Now, enter FBI Director Robert Mueller, whom I have often criticized for his unconstitutional invasions of the Bill of Rights. Before Obama signed the NDAA into law (as he and Congress now define "law"), Mueller testified before the Senate Judiciary Committee with some serious reservations about the impact this law could have on America's actual anti-terrorism forces against such enemies as al-Qaida.

But by ordering the military to assume powers previously held by the FBI and local police, Master Strategist Obama now makes it possible, says Mueller, "that we will lose opportunities to obtain cooperation from the persons in the past that we've been fairly successful in gaining" ("Obama abandons veto on security bill that will give U.S. military powers to arrest Americans and hold them without trial," dailymail.co.uk, Dec. 15, 2011).

Helpful in gaining this cooperation, the FBI does not torture or imprison indefinitely.

Others up high are questioning the military intelligence of our commander in chief -- not to mention his knowledge of our basic values. Explains the Daily Mail: "The head of the CIA, the director of national intelligence, the attorney general and the Pentagon were all against the legislation."

I saw very little of that covered in our media.

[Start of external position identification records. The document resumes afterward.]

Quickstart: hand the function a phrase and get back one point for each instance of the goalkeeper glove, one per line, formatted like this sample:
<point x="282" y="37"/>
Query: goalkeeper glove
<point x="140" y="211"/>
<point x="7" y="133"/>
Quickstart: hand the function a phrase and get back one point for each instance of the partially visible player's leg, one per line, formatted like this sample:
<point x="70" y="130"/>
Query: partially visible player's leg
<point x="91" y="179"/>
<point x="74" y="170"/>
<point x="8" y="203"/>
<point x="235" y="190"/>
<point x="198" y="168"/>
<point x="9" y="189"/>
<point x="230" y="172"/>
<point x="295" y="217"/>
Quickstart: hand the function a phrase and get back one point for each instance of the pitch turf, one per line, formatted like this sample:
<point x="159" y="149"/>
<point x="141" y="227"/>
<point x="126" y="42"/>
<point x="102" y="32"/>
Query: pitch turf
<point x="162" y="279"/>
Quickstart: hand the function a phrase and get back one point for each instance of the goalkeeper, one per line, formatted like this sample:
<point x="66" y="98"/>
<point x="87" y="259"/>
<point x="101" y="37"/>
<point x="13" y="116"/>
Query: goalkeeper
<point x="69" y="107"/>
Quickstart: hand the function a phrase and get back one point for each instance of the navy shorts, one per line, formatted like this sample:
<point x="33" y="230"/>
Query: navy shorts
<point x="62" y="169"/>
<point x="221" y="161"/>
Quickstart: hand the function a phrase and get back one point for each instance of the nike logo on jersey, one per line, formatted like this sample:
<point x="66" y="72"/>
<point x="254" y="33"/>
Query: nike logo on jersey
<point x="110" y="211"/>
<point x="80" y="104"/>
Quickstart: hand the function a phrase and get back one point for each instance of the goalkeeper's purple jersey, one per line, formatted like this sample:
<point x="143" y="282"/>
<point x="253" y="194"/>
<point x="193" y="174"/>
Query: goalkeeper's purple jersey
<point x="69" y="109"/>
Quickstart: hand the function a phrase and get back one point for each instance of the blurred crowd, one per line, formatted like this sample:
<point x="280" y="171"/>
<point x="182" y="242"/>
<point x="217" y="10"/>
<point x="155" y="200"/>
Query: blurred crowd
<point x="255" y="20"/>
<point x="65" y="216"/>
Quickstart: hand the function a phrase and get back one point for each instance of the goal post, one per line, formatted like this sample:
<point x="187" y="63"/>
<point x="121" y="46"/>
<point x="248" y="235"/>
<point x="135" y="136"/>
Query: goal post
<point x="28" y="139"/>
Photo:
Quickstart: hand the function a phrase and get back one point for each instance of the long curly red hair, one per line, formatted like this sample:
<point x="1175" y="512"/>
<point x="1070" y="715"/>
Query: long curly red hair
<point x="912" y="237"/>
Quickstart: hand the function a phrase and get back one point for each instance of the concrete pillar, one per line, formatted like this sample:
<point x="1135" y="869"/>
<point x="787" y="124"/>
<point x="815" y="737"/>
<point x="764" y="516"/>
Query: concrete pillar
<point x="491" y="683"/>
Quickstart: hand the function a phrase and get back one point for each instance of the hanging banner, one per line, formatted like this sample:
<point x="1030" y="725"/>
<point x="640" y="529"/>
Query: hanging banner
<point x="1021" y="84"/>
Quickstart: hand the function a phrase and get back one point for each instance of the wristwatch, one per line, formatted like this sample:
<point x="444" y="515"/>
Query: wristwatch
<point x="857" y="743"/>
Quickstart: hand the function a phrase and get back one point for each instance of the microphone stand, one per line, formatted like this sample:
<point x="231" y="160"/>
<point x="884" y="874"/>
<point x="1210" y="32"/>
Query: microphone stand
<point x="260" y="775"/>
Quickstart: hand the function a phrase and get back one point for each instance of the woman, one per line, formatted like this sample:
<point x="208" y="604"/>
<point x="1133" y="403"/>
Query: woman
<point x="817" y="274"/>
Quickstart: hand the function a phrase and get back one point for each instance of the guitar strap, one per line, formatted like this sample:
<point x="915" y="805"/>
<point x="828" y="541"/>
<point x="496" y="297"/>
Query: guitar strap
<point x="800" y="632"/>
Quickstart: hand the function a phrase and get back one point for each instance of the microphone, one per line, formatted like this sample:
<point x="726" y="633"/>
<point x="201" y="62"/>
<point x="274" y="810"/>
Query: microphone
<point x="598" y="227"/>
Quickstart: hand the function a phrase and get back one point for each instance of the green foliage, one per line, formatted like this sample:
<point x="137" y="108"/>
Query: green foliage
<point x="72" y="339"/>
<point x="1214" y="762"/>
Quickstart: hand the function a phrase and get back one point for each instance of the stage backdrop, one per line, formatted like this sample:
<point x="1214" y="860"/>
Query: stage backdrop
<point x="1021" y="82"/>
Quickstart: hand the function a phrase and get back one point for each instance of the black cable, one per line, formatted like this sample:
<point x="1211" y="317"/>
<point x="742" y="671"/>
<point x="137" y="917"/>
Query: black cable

Furthermore, Obama's NDAA allows suspected "associates" or members of, say, the Taliban to be transferred "to the custody or control of the person's country of origin, any other foreign country, or any other foreign entity" ("Did Congress Just Endorse Rendition for Americans?" Nick Baumann, motherjones.com, Dec. 21, 2011).

I've been claiming, without access to classified evidence, that Obama lied when he boasted he had ended "renditions." But there they are, in the law he signed that comprehensively is the most dangerous and destructive assault on who we are as Americans in our history.

Hey, Democrats, are you all voting in lockstep with this guy? Yes, he sure is our first black president; the day after the election, I felt great. But then I saw and documented his persistent success in transmogrifying this nation.

What does the Republican leader who will almost assuredly be challenging the president's re-election have to say? I've not heard a word yet from Mitt Romney about the NDAA, nor how FBI Director Mueller and Obama continue to ambush our personal privacy rights.

Will I vote for Romney? To beat Obama, yes. How much more of who we are, though imperfect, will be left after four more years of Obama? We're not conquered by him yet. Our most powerful weapon to remain who we are, the First Amendment, is open to everyone, whatever Obama thinks of them.

Next week: I'll report on the rising number of Americans actively organizing to beat down the NDAA because they want to remain Americans. We need this coalition of believers in liberty, who won't be shoved into endless detention by an overreaching president.

Only then will this coalition get a newly elected President Romney and the next Congress to revoke the NDAA.

Nat Hentoff is a nationally renowned authority on the First Amendment and the Bill of Rights. He is a member of the Reporters Committee for Freedom of the Press, and the Cato Institute, where he is a senior fellow.